Many academically intelligent people succeed brilliantly in life, while others perform modestly, and still others achieve little and live an unfulfilling life. Those who win Nobel Prizes, become billionaire entrepreneurs or world-class surgeons, almost always come from the academically intelligent class of people.

Furthermore, many of those who enjoy lives of quality, fulfilled by family, friends and less dramatic achievement or wealth also come from the class of people who performed well academically during their education. However, there are also those who are academically intelligent, yet seem to be unable to obtain a satisfying and fulfilling quality of life.

Sometimes these people fail for the same reasons that everyone else fails, such as a lack of self-discipline and the inability to postpone immediate gratification. In the worst case scenarios, this leads to addiction to drugs or alcohol. I have known several people with remarkable intellectual potential, who squandered their innate talent because they couldn’t postpone their “fun” long enough to complete tasks. In some cases, they dropped out of school; in other cases, they fell into poor relationships that led them into a profligate lifestyle. Academically intelligent people in the lower socioeconomic classes run the risk of becoming involved with the wrong people, while the academically intelligent people in the higher socioeconomic classes, who have been over-indulged in their childhood, often fail to develop a work ethic.

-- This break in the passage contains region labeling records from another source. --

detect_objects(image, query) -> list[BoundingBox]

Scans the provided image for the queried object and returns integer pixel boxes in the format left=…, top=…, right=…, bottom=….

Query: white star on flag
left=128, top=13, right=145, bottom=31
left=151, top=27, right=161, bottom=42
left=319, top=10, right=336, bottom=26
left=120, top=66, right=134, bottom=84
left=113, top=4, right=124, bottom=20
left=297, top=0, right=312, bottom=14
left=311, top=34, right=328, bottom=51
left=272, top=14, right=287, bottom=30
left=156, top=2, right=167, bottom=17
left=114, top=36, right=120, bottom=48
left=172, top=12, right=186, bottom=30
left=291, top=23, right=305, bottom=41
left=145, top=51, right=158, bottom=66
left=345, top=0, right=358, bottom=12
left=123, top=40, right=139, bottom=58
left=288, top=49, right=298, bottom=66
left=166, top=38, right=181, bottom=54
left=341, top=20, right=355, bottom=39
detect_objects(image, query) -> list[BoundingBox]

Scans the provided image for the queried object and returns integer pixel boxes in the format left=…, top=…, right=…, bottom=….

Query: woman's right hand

In an article titled, The Smartest Man in America, and published in 1999 by Esquire Magazine, author Mike Sager discussed his interviews with individuals of extremely high IQ. The man to whom he assigned the moniker “the smartest man in America” was Chris Langan, 8 years before he won $250,000 on the 1 vs. 100 quiz show. At the time of the interview, Chris was 47 years of age, earning about $6000 a year and living in a cramped and cluttered one-room cabin in Eastport, Long Island. Langan who had begun talking at age 6 months, was extremely precocious and started school in grade 3 at the age of 3.

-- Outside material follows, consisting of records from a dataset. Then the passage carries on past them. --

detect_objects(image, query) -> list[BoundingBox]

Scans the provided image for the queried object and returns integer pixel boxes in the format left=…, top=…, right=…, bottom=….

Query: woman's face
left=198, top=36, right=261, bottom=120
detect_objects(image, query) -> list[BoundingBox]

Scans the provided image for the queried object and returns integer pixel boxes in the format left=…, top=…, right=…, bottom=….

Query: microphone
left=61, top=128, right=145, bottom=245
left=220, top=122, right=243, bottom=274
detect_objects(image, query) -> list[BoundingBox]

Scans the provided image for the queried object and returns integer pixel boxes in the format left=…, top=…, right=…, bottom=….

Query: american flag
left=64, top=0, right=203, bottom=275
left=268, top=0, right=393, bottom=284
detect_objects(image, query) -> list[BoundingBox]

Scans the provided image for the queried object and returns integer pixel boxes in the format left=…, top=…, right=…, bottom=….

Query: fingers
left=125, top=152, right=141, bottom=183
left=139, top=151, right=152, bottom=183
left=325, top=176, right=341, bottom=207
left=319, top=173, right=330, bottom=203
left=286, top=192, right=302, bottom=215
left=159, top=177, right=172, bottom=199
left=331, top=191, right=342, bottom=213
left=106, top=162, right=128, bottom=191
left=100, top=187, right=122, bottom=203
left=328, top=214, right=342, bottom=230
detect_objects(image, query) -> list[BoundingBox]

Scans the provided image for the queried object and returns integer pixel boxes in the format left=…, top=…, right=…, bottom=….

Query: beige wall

Though richly endowed with cognitive gifts, Chris was not gifted with a nurturing home environment. His mother had four sons by four different husbands. The first husband, Chris’s father, disappeared before Chris was born. The second husband was murdered, the third committed suicide, and the fourth, Jack Langan was an alcoholic who beat his sons on a regular basis. To defend himself and his two brothers, Chris took up weight lifting and by age 14, defended himself in a physical altercation that sent his abusive stepfather packing for good. The family lived below the poverty line, moving across the country to support their hand-to-mouth existence. Troubled experiences during his formative years, combined with the social detachment that often accompanies cognitive giftedness, made it difficult for Chris to navigate the challenges of human interaction. This social ineptness would later alter significantly the trajectory of his life. Fortunately, Chris was able to straighten out his life and eventually met and married Gina LoSasso, another academically intelligent person who had also suffered a series of life-alterning setbacks. Today they have salvaged more fulfilling lives and live together on a horse farm in Montana.

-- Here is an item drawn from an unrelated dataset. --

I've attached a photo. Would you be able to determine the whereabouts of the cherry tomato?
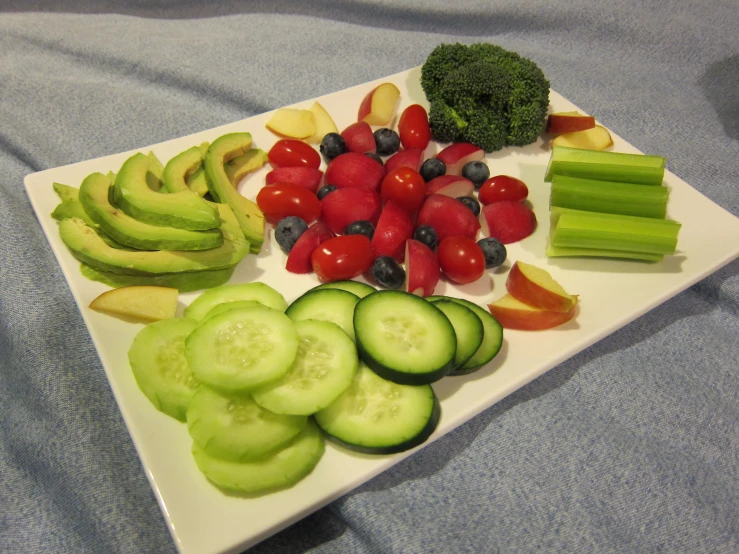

In their journey through life, academically intelligent people often meet social challenges that result from their intellectual difference, and how they cope with these challenges often hinges on the environment in their formative years as well as the wild card that we call “luck.” As Shakespeare observed:

There is a tide in the affairs of men,
Which, taken at the flood, leads on to fortune;
Omitted, all the voyage of their life
Is bound in shallows and in miseries.

Those of us who are living, happy, fulfilled and successful lives, usually attribute this status to our hard work and self-discipline but we sometimes forget that we were also lucky to be born in a country of high opportunity at a lucky time in history.